Surgeons hand reaching for scalpel

The government has announced it will publish results for individual surgeons. The measured outcomes of surgery are dependent on two things: the quality of the surgery itself (“the signal”) and all the other factors that affect the outcome of interest (“the noise”).

‘Outcomes should not be used to judge surgeons if those outcomes are not sensitive to surgical practice’

The crucial factor determining the usefulness of any kind of league table is the ratio of the signal to the noise. When the signal is large relative to the noise, league tables can be expected to provide an accurate measure of surgical performance; when the signal is small relative to the noise, the league tables will be less accurate and a point is reached where they contain virtually no information at all.

It would be reasonable to assume that, as an example, damage to an important nerve during surgery to the head and neck is highly preventable; well over 20 per cent of damaged nerves could be prevented. That takes us to the steep part of the graph in the figure. Therefore, league tables have a good chance of identifying poor surgeons who are predisposed to sever nerves.

Other outcomes, however, depend much less on the quality of surgery. For example, the recurrence rate of a bowel tumour is influenced by numerous factors beyond the control of surgeons, who can therefore make only a small contribution to this outcome; bowel cancer deaths are likely to appear on the flat part of the graph.

Medical tray with syringe, pills and water

‘League tables can provide false reassurance and, if overinterpreted, will mask poor performance’

False reassurance

Outcomes should not be used to judge surgeons if those outcomes are not sensitive to surgical practice. When the surgeon has a large influence on outcome, it is plausible to use outcomes as a measure of quality. However there are other factors to consider.
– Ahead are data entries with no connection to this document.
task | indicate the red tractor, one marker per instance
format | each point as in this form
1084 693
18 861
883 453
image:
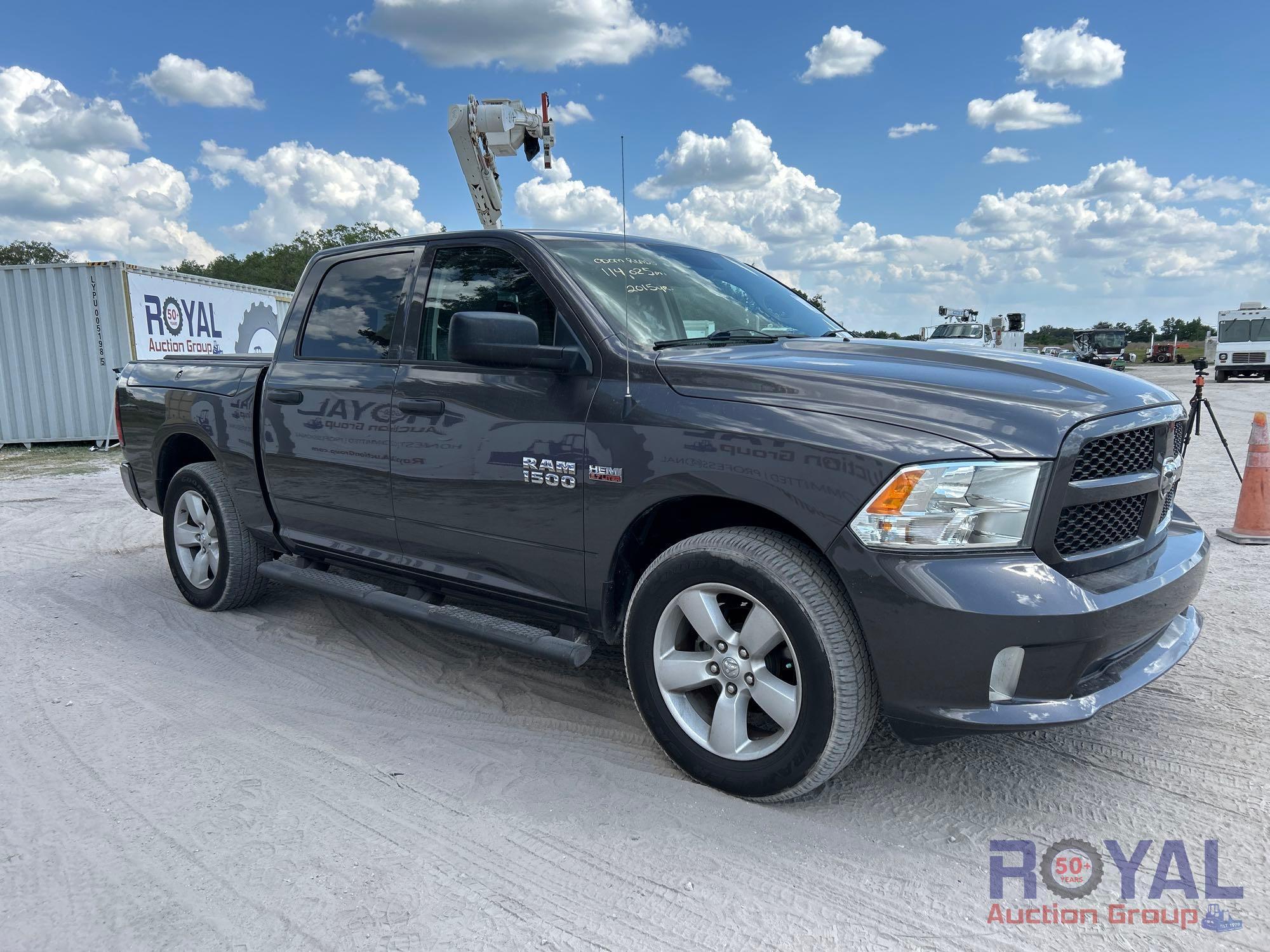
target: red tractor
1165 354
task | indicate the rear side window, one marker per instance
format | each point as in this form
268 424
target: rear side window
356 309
481 279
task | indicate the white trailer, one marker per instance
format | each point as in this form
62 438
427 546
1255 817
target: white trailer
962 327
1243 343
64 329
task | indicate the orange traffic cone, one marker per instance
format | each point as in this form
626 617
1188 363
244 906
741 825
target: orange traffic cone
1253 516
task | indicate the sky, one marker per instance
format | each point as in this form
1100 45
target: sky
1079 163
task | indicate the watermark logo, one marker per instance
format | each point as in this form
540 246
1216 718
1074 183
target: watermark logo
1074 870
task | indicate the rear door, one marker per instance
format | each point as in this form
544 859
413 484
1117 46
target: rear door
490 464
328 403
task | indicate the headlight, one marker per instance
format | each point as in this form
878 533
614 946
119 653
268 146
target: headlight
951 506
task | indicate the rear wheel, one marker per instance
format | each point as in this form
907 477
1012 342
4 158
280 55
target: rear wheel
747 664
213 558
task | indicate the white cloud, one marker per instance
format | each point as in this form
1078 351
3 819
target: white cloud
910 129
1120 241
67 178
556 200
180 81
570 114
709 79
841 53
1008 154
41 114
518 35
380 97
1019 111
307 187
745 158
1055 56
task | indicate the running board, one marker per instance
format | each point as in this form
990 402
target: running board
460 621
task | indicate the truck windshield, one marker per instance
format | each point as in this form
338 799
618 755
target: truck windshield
670 293
1243 331
1106 341
958 331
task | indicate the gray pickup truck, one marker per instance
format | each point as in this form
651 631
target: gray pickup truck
554 442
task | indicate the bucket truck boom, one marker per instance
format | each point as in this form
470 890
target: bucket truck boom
485 129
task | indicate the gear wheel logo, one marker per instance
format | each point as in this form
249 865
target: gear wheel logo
257 321
1073 869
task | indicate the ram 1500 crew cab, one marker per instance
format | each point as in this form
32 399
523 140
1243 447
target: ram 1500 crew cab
556 441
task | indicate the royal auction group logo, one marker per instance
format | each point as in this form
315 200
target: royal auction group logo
1074 870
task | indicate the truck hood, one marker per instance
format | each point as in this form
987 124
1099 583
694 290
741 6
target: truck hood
1008 404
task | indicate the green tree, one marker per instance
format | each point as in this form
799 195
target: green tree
1196 331
280 266
32 253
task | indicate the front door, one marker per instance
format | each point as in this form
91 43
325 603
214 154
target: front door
490 464
328 404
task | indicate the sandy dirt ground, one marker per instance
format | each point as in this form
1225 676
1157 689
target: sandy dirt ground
302 775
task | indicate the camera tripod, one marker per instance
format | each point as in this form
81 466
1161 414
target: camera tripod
1193 420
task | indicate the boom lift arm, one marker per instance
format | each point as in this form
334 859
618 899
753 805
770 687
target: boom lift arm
486 129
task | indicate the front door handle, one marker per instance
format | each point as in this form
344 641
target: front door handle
422 408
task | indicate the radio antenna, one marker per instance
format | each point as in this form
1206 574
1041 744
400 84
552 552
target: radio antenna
627 299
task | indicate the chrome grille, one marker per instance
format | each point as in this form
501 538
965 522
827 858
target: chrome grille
1083 529
1118 455
1168 511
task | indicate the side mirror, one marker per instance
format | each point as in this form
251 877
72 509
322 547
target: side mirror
497 340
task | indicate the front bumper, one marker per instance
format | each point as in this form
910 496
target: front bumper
934 626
We cannot be sure what proportion of bad outcomes is preventable. While it seems reasonable to surmise that the more technically difficult the operation, the more the outcome will depend on technical skill, it is difficult to be certain this reaches the steep part of the curve in the graph. As such complication or death rates from major surgery − such as heart operations in children or the removal of the pancreas − are more likely to be informative of surgical practice than complications from less demanding procedures, such as hysterectomy or varicose vein repair.

Statistical adjustment for case mix does not remove all sources of bias however. Surgeons attract different caseloads and the best surgeons are often given the trickiest cases. It is a mistake to think case mix adjustment eliminates the influence of all confounding factors, leaving only quality of care as the cause of variation. In fact, case mix adjustment can sometimes even exaggerate the very bias it is designed to counteract.

We must also consider random variation in any measurement. The number of operations of a given type a surgeon carries out can be rather small, yielding wide confidence limits. As a result, league tables will provide false reassurance and, if overinterpreted, will mask poor performance.

Cherry picking

As practice improves, league tables will vitiate their own success and become less useful diagnostically; as surgeons with the worst rates improve or desist, so variance between them decreases and the information content of outcome rates will diminish.

Doctor looking at xray

‘There are lots of real problems with the idea of investigating surgeons according to their outcome rates’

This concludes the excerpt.